Scaling a Matrix with texture on the GPU

Is it possible to scale a matrix (FP64) by the texture on the GPU in parallel with cuda core and tensor core operations?


What scaling operation are you referring to?

The texture unit on a GPU has the ability to do certain kinds of multiplications when performing “texture linear filtering”, but these (AFAIK) cannot be used to scale a matrix (e.g. sA where s is a more-or-less arbitrary scalar and A is a matrix).

The texture unit in a GPU can retrieve 8-byte textures but is not able to perform any of the usual texture linear filtering on them.

Even if you could do this somehow (&), the texture linear filtering engine has only about 9 bits of resolution, so you’d have to consider carefully the use-case for applying this on a FP64 type.

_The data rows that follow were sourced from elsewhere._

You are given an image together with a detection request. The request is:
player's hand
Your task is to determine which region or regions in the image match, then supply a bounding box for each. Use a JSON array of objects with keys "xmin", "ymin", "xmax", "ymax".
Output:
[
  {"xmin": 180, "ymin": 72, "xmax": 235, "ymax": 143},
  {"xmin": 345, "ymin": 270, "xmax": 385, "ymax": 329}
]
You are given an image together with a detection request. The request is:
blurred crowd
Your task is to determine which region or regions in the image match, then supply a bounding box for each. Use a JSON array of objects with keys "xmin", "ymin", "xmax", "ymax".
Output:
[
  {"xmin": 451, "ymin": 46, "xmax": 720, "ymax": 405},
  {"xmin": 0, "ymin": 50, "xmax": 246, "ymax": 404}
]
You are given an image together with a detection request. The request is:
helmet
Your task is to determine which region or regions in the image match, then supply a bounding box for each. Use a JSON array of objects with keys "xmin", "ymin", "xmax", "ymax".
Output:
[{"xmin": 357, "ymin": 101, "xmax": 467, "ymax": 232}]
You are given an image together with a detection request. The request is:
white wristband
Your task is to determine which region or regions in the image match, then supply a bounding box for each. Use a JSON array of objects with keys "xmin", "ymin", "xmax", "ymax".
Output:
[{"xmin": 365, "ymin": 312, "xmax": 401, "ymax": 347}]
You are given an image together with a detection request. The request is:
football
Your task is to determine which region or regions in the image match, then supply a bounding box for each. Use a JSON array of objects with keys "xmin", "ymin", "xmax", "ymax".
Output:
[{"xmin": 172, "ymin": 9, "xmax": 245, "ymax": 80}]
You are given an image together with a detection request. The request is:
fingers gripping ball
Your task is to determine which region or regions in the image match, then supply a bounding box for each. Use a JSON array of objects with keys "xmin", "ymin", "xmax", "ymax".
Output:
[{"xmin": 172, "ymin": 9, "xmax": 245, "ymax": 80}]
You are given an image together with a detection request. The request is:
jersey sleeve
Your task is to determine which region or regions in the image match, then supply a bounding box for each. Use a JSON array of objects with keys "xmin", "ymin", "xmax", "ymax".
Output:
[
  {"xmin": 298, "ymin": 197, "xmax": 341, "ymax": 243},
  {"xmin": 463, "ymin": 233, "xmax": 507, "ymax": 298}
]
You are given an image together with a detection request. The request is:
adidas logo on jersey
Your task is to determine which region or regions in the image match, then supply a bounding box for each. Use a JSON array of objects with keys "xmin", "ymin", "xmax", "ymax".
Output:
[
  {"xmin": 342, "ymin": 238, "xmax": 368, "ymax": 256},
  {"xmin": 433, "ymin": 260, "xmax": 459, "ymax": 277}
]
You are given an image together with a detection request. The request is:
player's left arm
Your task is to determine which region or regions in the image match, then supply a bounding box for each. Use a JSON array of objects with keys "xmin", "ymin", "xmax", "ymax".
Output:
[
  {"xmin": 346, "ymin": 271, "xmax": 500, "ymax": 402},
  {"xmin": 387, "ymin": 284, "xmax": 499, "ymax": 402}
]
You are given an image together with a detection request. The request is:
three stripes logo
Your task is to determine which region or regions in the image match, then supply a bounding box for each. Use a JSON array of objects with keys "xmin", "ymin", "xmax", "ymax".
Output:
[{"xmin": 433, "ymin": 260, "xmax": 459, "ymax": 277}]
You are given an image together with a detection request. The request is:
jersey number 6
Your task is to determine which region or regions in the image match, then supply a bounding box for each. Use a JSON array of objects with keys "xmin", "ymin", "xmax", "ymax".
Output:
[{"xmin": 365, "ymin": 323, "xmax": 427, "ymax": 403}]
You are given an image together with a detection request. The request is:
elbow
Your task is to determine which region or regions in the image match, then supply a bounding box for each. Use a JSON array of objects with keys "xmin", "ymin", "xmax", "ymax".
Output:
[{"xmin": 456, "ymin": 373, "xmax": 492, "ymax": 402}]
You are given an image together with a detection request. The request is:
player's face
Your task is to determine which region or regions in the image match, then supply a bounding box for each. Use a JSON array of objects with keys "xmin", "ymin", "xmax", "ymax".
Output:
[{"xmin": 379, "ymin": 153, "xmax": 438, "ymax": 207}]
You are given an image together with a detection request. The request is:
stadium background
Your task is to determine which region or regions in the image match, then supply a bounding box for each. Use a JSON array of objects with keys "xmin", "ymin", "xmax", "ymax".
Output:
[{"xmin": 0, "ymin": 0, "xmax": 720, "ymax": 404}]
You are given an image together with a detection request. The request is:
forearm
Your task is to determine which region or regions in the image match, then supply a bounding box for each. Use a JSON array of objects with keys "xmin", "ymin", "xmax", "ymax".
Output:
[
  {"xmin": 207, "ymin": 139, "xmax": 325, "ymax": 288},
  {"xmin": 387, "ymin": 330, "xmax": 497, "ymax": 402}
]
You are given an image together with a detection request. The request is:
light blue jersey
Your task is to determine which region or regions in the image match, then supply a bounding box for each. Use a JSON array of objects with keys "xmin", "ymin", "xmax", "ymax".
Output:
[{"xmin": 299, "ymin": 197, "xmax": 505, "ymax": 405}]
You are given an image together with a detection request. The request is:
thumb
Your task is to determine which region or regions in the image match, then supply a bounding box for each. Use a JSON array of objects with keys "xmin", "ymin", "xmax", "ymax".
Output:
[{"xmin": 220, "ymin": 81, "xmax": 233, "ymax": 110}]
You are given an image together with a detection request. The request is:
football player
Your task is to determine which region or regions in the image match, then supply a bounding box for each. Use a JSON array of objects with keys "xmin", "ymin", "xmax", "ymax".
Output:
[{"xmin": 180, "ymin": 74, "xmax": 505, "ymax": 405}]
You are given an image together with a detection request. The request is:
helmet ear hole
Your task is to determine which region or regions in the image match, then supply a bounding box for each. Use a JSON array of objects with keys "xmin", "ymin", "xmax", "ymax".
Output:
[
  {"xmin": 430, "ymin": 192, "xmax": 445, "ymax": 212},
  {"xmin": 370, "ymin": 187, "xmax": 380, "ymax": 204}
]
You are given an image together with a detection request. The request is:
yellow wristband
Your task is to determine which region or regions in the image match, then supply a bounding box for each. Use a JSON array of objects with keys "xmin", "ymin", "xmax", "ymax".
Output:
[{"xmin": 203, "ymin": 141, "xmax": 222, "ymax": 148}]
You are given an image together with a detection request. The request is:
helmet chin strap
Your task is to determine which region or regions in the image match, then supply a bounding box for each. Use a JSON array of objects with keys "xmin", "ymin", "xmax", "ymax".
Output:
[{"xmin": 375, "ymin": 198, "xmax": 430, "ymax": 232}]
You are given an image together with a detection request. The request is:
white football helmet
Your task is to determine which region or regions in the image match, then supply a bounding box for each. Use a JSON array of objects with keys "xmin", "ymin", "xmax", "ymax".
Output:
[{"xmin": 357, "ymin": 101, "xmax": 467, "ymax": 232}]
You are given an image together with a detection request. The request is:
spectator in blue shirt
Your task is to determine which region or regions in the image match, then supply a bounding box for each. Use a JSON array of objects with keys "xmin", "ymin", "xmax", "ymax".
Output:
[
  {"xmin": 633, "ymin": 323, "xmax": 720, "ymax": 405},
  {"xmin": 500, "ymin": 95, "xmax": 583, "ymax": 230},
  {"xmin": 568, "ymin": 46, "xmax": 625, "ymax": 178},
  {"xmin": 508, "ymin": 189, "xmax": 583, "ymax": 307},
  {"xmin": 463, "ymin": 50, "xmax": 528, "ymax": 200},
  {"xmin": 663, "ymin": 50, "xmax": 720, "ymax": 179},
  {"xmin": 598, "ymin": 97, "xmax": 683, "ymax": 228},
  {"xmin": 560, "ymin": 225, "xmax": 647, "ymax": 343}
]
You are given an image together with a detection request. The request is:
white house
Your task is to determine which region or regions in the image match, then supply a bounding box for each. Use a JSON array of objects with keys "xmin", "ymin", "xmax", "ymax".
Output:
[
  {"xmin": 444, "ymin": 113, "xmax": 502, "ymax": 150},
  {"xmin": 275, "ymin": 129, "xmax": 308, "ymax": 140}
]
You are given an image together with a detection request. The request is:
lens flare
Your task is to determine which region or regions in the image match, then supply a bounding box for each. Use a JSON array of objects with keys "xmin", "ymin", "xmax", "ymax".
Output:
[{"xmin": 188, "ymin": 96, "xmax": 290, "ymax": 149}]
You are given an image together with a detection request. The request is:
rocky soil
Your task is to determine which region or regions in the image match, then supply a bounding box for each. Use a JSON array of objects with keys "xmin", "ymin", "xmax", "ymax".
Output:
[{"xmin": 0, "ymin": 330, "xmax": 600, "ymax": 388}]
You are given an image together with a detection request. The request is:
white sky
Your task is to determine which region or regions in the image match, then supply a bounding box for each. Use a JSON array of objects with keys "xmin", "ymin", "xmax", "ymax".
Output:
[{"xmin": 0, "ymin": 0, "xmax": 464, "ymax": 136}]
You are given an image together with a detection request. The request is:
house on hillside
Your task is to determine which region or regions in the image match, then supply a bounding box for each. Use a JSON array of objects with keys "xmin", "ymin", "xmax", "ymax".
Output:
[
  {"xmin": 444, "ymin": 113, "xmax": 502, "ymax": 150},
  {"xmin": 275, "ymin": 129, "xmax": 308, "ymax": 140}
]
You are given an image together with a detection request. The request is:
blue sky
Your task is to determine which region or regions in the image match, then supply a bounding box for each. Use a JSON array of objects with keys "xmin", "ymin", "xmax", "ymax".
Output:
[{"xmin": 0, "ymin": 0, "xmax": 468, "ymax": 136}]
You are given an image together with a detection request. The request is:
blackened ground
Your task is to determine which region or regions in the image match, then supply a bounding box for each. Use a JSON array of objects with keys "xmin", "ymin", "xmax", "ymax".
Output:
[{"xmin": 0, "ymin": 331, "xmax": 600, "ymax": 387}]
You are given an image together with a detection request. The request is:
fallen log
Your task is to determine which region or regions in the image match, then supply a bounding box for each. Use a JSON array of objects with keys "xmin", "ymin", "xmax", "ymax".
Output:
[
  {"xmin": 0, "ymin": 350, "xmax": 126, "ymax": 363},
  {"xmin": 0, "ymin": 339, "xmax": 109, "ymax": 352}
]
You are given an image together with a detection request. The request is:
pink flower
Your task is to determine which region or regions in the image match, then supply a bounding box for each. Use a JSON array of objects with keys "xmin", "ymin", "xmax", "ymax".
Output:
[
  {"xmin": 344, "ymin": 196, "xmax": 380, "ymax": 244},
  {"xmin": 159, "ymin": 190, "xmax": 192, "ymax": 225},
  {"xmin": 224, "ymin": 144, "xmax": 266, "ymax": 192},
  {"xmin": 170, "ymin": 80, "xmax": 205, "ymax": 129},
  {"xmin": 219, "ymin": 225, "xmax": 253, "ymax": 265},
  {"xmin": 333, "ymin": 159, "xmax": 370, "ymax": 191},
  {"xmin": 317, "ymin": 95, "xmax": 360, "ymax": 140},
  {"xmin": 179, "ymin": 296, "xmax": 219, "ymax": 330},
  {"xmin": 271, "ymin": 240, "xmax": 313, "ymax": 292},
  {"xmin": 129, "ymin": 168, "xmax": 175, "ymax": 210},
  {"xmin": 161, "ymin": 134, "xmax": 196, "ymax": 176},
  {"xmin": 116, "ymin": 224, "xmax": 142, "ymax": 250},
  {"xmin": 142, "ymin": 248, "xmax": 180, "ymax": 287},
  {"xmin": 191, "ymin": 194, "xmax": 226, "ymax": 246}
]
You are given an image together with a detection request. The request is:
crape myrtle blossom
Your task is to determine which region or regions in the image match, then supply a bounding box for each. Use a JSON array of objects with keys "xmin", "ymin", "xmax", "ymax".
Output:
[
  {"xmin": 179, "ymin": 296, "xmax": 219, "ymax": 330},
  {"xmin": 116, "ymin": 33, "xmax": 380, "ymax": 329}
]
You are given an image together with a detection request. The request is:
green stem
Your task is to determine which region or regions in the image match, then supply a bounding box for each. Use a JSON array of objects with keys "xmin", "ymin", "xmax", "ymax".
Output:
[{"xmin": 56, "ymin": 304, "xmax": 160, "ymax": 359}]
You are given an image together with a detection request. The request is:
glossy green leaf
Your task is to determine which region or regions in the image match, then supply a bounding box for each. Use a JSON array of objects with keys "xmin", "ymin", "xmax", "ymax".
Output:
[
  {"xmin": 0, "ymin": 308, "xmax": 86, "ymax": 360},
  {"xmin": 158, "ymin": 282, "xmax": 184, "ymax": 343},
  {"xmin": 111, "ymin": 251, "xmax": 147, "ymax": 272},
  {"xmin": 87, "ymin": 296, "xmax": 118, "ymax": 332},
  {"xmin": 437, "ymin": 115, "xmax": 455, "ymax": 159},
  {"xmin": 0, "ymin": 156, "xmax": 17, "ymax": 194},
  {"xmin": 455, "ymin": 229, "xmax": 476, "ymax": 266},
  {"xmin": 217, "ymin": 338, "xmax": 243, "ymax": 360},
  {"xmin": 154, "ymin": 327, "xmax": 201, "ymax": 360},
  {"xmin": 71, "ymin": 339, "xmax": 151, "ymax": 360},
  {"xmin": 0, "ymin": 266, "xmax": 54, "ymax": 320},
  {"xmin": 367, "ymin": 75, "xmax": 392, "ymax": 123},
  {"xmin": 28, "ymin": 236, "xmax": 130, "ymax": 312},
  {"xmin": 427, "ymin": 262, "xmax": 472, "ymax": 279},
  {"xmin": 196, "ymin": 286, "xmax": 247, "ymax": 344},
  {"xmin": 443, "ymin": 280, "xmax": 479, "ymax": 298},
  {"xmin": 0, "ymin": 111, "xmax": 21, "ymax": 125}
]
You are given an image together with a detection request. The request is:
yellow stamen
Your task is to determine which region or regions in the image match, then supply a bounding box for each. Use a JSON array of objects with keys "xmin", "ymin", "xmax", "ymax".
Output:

(&) in the 32-bit float case, I suspect it might be possible to have an interleaved realization of the A matrix, such that the range of possible scaling is represented by interleaved points. Suppose we have a 1D A matrix like so:

0.2 0.4 0.6 0.8

It might be possible to create an interleaved version of A, where the interleaved values represent the maximum range of scaling (let’s assume a maximum multiplier of 10 for s, i.e. s is in the range of 1 to 10):

0.2 2.0 0.4 4.0 0.6 6.0 0.8 8.0

You could then use the linear interpolator (perhaps) to scale the A matrix at the point of texture fetch, by providing an offset to the sample point that varied from 0 to 1, representing a multiplier from 1 to 10 (in this example).

This would still be potentially “coarse” scaling due to the limited representation of the scaling factor.